I have body dysmorphia. I have suffered from bulimia. I suffered from Stockholm Syndrome, where I thought my abusers where perfect and I was the demon. I am a rape survivor, in fact I have been raped repeatedly, offered up as sexual favors by people that were supposed to love and protect me. I am the victim of a violent crime at the age of 10. I have issues, and I have been working on myself for a long time.

For many years I avoided mirrors. I could not look in one because the reflection I saw back was so gross and disgusting it made me physically sick. I would try to hide what was here with what the beauty industry and society told me was beautiful. Having long hair was perfect so I grew it out but felt like mine was inadequate. I spent 500 dollars for fancy extensions that took 6 hours to put in, only to be told how nasty they were by an abuser. I spent many more hours pulling it out, strand by strand. I have dyed my hair dozens of times searching for the perfect color but never found that promised beauty. I have spent thousands of dollars at high priced Salons and left feeling worse than when I went in. I would sit in the car crying for hours because no matter how hard I tried, no one could give me the beauty that magazines and commercials promised me.

About six months ago I realized that a lot of my sexual abuse was centered around my hair in the past. My hair has brought me so much pain in my life. I was constantly seeking joy from it, what other women naturally seemed to have from it was a punishment for me. My hair was like the Scarlet Letter, plastered right there for everyone to see. Looking back, I am positive no one else saw anything wrong with it. It was my dysfunction and unhappiness, but nonetheless, the pain still pierced my mind, body and soul relentlessly. I made the decision to shave it all off at the beginning of this month. The shears taking off the first pieces brought tears of joy to my eyes. I was disconnecting from every single form of abuse I have ever experienced. As each strand was chopped off it was as if I were releasing all the pain and degradation, I have felt all these years. Once it was completely gone, I FINALLY saw the person I have been looking for my entire life.

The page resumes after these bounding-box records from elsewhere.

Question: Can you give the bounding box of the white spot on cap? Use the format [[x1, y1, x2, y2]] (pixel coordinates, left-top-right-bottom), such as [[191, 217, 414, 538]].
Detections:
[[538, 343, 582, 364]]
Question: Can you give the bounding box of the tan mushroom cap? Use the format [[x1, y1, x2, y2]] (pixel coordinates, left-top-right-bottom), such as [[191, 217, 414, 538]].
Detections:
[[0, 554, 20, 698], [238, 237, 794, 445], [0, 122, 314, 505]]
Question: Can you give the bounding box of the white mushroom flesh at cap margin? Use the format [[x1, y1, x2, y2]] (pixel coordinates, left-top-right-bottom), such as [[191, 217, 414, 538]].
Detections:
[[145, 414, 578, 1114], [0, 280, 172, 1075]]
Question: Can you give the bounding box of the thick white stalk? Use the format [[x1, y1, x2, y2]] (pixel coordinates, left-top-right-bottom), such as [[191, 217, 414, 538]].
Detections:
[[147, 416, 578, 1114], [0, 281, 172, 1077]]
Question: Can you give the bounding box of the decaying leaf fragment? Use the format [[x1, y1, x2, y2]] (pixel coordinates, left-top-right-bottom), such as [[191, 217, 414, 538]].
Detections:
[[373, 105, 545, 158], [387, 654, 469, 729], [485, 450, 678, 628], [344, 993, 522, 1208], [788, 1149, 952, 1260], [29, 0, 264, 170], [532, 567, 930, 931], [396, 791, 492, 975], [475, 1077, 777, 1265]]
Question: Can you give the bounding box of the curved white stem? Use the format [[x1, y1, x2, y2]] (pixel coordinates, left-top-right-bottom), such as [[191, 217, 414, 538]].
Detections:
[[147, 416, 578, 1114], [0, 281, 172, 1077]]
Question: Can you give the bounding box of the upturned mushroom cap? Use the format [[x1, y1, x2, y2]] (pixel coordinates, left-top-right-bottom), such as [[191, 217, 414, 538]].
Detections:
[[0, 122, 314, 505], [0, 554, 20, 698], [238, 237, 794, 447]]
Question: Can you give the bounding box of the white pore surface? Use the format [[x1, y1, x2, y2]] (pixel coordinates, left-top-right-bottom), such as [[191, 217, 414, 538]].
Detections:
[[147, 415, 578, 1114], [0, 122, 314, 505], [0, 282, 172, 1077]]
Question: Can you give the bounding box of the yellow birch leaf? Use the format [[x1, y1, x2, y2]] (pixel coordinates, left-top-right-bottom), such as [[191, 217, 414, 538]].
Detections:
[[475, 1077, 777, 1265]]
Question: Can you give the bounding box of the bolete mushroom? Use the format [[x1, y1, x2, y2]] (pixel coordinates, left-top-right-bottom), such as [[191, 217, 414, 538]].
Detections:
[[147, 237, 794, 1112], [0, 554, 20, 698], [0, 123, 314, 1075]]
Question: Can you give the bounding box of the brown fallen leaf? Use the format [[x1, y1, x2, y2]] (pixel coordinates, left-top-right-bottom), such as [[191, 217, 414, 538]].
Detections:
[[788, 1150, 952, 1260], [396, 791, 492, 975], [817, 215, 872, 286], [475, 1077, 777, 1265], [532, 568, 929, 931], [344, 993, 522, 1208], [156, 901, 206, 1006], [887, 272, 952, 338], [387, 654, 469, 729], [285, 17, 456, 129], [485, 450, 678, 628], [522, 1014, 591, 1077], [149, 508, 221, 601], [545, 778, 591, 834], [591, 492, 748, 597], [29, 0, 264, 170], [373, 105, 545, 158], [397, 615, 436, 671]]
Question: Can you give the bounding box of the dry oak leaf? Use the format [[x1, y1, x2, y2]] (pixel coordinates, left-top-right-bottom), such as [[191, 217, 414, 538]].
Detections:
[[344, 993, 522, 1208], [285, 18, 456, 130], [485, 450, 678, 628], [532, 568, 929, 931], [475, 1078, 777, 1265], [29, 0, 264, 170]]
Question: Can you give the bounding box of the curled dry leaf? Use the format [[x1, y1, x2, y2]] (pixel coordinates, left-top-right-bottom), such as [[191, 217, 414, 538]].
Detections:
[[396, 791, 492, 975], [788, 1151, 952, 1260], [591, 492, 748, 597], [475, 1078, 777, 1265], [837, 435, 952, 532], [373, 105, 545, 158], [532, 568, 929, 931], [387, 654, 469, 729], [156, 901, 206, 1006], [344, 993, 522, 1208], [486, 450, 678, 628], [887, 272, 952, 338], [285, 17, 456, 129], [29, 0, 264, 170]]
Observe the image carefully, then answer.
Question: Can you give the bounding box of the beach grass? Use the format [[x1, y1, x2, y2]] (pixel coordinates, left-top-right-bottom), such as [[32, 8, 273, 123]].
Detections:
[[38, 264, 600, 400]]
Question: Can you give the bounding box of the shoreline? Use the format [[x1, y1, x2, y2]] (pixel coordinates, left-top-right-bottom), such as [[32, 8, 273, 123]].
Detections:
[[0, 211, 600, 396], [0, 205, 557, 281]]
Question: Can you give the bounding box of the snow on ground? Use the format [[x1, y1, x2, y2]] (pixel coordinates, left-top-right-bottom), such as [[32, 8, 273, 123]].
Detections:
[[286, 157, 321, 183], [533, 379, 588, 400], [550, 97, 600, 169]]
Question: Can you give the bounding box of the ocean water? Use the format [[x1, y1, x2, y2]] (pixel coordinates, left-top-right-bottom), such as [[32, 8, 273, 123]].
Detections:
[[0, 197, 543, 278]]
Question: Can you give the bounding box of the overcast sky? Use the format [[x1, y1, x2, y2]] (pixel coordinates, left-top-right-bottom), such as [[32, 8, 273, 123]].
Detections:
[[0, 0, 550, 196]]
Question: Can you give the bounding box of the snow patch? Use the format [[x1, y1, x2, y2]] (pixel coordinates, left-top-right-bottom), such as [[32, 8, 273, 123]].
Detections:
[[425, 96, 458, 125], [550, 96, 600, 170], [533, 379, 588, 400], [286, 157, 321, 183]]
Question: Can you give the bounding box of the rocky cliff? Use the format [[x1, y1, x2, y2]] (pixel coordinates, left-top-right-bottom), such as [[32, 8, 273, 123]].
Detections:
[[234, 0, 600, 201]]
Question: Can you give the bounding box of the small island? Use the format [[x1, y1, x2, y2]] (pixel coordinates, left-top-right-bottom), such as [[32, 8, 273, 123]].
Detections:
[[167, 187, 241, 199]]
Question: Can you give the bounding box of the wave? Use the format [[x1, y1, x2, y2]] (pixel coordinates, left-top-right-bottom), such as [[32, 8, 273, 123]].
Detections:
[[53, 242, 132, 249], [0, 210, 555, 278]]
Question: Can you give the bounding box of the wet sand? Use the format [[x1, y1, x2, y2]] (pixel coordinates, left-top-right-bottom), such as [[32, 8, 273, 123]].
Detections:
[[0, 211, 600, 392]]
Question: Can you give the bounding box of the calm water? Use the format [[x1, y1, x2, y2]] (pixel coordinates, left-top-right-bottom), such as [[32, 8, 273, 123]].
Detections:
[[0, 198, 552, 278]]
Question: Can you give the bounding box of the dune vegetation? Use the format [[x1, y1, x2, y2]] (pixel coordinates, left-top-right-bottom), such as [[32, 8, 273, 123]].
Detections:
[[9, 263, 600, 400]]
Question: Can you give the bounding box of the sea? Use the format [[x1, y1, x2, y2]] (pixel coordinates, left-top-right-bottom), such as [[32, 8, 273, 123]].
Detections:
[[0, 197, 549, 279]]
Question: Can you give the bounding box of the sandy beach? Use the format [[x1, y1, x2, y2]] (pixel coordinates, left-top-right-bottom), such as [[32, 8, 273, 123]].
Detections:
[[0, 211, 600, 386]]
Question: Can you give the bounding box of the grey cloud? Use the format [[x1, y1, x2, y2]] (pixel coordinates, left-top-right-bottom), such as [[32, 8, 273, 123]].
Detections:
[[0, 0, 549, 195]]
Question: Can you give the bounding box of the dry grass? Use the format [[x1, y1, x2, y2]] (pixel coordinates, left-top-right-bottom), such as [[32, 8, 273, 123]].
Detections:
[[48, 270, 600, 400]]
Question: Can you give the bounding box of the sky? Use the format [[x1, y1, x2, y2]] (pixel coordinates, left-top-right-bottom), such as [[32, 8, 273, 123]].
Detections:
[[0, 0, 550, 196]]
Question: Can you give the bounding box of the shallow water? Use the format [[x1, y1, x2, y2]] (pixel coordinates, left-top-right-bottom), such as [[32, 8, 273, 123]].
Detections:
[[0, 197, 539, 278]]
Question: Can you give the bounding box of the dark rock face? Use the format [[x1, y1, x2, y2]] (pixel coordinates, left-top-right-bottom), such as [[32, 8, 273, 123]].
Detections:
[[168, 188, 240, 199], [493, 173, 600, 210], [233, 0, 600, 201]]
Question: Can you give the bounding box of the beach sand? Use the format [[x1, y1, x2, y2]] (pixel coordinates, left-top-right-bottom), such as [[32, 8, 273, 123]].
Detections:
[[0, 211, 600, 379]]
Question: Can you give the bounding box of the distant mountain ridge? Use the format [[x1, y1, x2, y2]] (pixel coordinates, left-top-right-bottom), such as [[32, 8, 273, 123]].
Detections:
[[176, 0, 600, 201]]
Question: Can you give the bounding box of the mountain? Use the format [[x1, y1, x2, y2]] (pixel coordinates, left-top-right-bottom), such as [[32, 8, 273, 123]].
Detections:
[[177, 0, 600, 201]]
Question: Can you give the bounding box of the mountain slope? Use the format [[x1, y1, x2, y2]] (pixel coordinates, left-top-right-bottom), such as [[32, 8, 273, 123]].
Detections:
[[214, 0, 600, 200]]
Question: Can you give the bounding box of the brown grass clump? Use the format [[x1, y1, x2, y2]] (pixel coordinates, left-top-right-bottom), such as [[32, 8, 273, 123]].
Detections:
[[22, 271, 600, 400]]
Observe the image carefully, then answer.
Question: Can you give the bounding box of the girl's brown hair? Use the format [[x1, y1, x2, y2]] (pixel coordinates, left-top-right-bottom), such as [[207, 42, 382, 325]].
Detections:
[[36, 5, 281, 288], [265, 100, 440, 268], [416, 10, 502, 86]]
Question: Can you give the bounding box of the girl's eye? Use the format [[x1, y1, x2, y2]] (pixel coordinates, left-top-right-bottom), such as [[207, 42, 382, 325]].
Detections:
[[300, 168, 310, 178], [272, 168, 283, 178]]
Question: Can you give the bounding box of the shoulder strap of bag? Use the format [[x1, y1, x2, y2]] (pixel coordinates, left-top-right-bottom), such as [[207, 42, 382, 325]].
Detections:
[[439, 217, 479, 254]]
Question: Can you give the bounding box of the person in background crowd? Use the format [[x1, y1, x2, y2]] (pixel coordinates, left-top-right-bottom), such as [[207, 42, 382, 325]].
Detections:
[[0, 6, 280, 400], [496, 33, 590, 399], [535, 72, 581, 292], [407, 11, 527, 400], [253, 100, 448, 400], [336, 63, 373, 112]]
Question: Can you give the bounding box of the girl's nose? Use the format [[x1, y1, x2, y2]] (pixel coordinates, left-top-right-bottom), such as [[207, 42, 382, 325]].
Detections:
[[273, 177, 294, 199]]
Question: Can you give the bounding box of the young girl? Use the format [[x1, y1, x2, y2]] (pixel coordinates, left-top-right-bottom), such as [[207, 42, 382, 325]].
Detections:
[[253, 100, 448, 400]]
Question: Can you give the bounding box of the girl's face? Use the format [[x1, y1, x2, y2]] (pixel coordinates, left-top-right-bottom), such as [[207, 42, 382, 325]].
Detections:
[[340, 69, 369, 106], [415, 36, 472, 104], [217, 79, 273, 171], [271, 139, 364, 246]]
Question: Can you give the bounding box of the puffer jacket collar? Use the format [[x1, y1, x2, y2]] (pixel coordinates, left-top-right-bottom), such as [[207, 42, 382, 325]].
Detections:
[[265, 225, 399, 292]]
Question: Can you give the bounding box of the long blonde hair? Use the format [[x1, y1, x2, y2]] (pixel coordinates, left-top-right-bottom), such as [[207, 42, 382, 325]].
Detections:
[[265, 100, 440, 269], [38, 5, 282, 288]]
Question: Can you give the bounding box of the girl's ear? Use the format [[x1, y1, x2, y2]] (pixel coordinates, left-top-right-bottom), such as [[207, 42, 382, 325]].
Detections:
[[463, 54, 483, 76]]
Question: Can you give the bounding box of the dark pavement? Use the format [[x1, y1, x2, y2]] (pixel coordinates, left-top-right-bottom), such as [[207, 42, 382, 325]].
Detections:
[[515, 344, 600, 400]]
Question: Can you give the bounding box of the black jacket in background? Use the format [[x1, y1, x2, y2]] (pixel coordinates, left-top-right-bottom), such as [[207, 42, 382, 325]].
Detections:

I have been there, the beautiful part of me, I was just buried deep inside all the shame others had placed on me. I cut those chains and cuffs away when I shaved me hair and I have never felt better. There is nothing to hide behind anymore. Beauty does not come from a bottle of hair dye or a curling iron or hair straightener. It does not come from the makeup you put on either. Women spend so much time, money and energy trying to be something society tells them to be, and for what? Money? We are good enough, as we are. I know doing those things for we can make you feel good and if that is what is does for you than I admire you am so happy that it brings you pleasure. I found my happiness in finally being able to see my true self and in realizing that the demons were never inside of me at all and neither was the ugliness, that was all a part of my abusers.